A technical guitar intro leads into a nice softer guitar riff with a backing snare and cymbal that begins “Death In A Silent Picture
”. Rob then displays his sweet vulnerable vocals before he goes to his harsh vocals, which transitions nicely to his screams. The drums and guitars shows off some great musicianship during the middle section of the song. The guitarists show off some of their technical side as the drummer uses the whole drum kit. After an instrumental break, there is a semi-technical bass line all by itself. Rob then has a verse where he slightly sounds like Craig Owens. The song then finishes with chugging guitars that do not fit the song.
The lead, and possibly only, single off the EP is “Get Real
”. The opening is really off in regards to the rest of the album. The intro guitar riff is decent and the vocals are not up to par of the rest of the EP. He seems to be forcing something that is just not there. After that, though, the vocals and instruments get back on par with the technical guitar riff and the vocals are left to flow like normal. The middle of the song has a good guitar riff and excellent vocals that more than makes up for the blunder at the beginning. There is actually singing on this track, and it is very good. The guitars are very melodic throughout the whole track. The repetition of the line "Get Real" can get annoying after a while, especially the last time.

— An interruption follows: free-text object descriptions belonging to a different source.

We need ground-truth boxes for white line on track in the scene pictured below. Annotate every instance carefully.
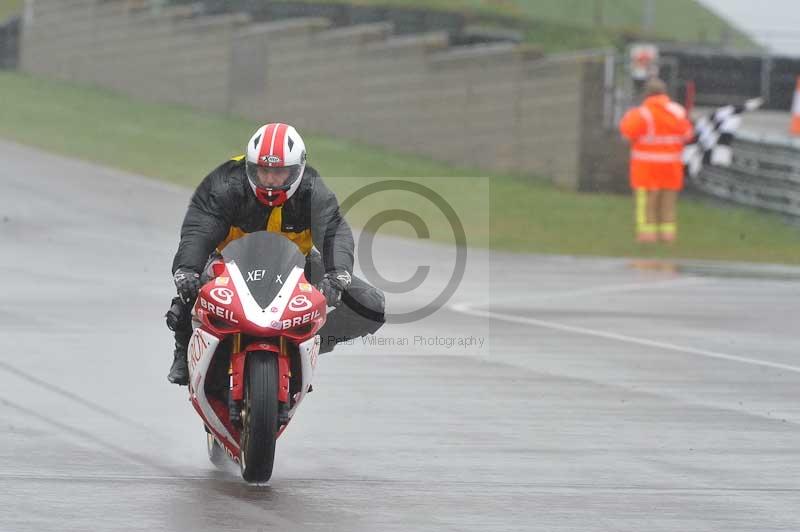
[450,302,800,375]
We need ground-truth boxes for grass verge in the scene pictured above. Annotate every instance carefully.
[2,71,799,264]
[0,0,20,22]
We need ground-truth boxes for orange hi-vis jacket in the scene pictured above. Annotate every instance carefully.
[619,94,694,190]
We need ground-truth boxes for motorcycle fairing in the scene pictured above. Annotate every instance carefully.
[289,335,319,418]
[186,232,328,471]
[187,328,240,454]
[227,261,305,329]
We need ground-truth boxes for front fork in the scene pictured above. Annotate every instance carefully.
[278,337,292,425]
[228,334,292,428]
[228,333,243,426]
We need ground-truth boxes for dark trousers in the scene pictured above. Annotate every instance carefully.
[316,274,385,352]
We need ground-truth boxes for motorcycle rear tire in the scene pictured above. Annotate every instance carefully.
[239,352,279,483]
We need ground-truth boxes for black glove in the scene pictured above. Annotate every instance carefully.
[174,268,201,304]
[316,270,351,308]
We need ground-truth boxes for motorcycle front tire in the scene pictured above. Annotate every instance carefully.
[239,351,279,483]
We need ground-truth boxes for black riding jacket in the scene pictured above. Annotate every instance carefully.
[172,158,353,277]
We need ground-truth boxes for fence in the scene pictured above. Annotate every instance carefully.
[692,133,800,217]
[659,48,800,111]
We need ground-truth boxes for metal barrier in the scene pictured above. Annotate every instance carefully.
[691,132,800,217]
[660,48,800,111]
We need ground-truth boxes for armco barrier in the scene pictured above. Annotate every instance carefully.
[691,132,800,217]
[660,48,800,111]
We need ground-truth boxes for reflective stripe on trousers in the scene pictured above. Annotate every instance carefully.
[635,189,657,236]
[659,222,677,239]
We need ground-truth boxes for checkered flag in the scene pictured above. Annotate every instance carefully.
[683,98,763,178]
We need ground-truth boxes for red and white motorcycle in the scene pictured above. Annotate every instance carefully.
[186,232,326,483]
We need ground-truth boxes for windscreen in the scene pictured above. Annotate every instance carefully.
[221,232,306,309]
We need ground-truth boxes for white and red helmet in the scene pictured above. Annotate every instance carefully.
[245,123,307,207]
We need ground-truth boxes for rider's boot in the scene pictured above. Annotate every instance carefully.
[168,335,190,385]
[166,297,191,386]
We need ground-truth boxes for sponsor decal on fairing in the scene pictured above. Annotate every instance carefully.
[209,287,234,305]
[199,297,239,324]
[281,309,320,330]
[246,269,267,281]
[288,294,312,312]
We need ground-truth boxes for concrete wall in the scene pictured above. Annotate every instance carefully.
[231,23,591,186]
[21,0,246,113]
[21,0,626,191]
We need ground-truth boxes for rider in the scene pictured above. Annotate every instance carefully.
[166,123,386,385]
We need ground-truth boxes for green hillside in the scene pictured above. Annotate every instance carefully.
[285,0,756,50]
[0,0,755,51]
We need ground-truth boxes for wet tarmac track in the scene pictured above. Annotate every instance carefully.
[1,140,799,531]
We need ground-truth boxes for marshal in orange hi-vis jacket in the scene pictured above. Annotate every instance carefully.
[619,79,693,243]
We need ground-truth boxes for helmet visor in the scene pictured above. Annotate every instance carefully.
[246,162,303,191]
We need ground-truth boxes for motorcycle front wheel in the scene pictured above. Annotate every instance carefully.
[239,351,279,483]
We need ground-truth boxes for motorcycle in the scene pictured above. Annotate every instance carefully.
[186,231,326,483]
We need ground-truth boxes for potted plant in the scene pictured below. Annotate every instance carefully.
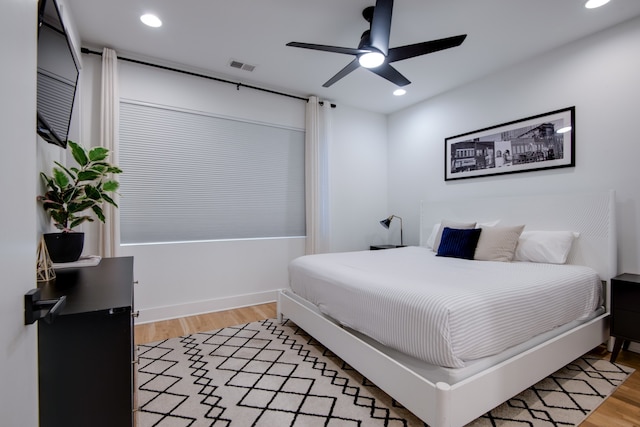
[38,141,122,262]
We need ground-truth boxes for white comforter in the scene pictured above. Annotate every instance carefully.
[288,246,602,368]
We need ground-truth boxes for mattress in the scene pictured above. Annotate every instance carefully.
[288,246,603,368]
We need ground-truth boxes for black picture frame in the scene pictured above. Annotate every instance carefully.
[444,107,575,181]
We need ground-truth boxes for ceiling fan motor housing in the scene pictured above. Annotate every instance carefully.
[358,30,373,50]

Great opening guitars and synths found on “[b]Wallflower” that leads into slightly more energetic vocals than found at the beginning of the album. The instrumental break helps the guitars and leads into a simple bass line. There is some nice guitar fretting and synth/key work near the middle of the song. The song then gets very catchy near the middle that leads into distorted guitar riffs with a vocal trade-off. The second instrumental break of the song brings the bass back into the mix to be heard and keeps it there for a while. The drums really keep it simple on this and most of the other tracks. The song ends with distorted guitars and a Synth part that leads into one final chorus repetition. The synth does not fit into the song that well though. It is to mechanic for a raw feeling track.

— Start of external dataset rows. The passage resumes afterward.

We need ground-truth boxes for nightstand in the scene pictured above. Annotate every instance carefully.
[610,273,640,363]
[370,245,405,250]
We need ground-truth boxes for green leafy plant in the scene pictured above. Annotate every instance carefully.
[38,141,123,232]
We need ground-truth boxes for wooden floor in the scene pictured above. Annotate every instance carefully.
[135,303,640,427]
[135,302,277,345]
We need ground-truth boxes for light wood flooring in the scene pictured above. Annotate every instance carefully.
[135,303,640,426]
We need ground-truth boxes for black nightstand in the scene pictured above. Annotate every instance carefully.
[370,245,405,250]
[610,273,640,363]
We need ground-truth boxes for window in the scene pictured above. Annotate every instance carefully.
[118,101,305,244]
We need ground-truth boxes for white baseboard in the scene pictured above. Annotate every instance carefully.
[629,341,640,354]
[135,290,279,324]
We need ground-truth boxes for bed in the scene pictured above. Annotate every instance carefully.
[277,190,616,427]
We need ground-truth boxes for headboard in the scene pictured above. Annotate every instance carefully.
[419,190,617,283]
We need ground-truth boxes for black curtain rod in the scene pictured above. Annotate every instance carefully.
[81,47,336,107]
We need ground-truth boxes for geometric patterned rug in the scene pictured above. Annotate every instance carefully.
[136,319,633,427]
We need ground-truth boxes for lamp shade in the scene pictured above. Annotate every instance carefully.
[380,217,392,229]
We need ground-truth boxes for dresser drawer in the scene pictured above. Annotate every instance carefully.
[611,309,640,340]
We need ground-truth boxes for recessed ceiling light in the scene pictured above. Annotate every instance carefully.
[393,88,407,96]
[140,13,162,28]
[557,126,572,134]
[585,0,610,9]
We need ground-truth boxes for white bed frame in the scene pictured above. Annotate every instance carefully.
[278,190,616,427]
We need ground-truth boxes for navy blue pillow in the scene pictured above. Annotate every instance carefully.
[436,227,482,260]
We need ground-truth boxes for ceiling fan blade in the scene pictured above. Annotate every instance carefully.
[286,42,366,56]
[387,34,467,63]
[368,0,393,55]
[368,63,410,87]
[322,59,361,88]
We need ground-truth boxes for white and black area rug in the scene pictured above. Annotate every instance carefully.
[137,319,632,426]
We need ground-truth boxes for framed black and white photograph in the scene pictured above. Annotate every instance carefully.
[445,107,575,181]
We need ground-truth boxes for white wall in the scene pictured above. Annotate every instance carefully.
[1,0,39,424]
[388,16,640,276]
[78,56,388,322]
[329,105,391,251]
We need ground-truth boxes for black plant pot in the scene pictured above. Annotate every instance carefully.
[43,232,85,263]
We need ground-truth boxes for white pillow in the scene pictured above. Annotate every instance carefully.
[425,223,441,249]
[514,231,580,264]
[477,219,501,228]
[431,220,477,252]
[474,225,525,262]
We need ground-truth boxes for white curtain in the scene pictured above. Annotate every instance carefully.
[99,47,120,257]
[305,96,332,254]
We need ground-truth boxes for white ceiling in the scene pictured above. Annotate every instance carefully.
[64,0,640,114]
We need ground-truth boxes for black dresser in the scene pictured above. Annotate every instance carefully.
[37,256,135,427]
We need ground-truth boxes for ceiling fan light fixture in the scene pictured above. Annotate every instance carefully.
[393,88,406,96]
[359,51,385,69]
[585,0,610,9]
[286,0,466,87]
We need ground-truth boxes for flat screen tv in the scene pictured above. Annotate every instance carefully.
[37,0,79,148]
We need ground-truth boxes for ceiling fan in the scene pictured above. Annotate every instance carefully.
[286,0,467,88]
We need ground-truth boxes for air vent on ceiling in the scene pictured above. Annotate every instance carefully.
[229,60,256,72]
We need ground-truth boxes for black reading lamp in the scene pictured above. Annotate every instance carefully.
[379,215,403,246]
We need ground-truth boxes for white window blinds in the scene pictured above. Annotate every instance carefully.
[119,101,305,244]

The final track, and most logical choice for a second single, is “Ghost
”. The band as a whole feels that this track is the best representation of their sound. The track opens up with two good guitar riffs with the drums. Keyboard makes an appearance on this track as it works really well with the guitars and drums. All the instruments then mellow out a bit for the vocals to take center stage. The guitar riff is technical but sounds almost like some of the other guitar riffs. The vocals seem to still be refreshing this far into the EP. During the late middle of the song, the instruments come back full force, including bass, as one of the best vocal parts on the album starts. The EP then ends with a decent synth sample.
A Day In A life
is the best of two worlds: the softer Indie Rock and the heavier Post-Hardcore. The guitar work really only disappoints during the opening of “Get Real
”. They really are the foundation of the mixture that I Am Alaska is looking to achieve, being melodic when needed but can switch to distorted riffs at anytime. The vocals are almost always great, except for the blunder during the opening of “Get Real”, and shows off some great range and even greater potential on a full length. Some people may find Rob's vocals to be annoying and whiny but to me his vocals fit really well with the music. The rhythm section is a mixture of things. The bass plays a big role in the sound that the band is going for; however, the drums are usually simple and mundane.
I Am Alaska's debut EP shows off great potential while still leaving something for the listeners to be anticipating for on the full-length album. One thing to note is that with two labels having already signed this band, with No Sleep signing the band from them listening to this very EP, I Am Alaska may very well be close to exploding into the scene. A Day In A Life
shows off great vocals and guitars, with good drums and bass backing them up.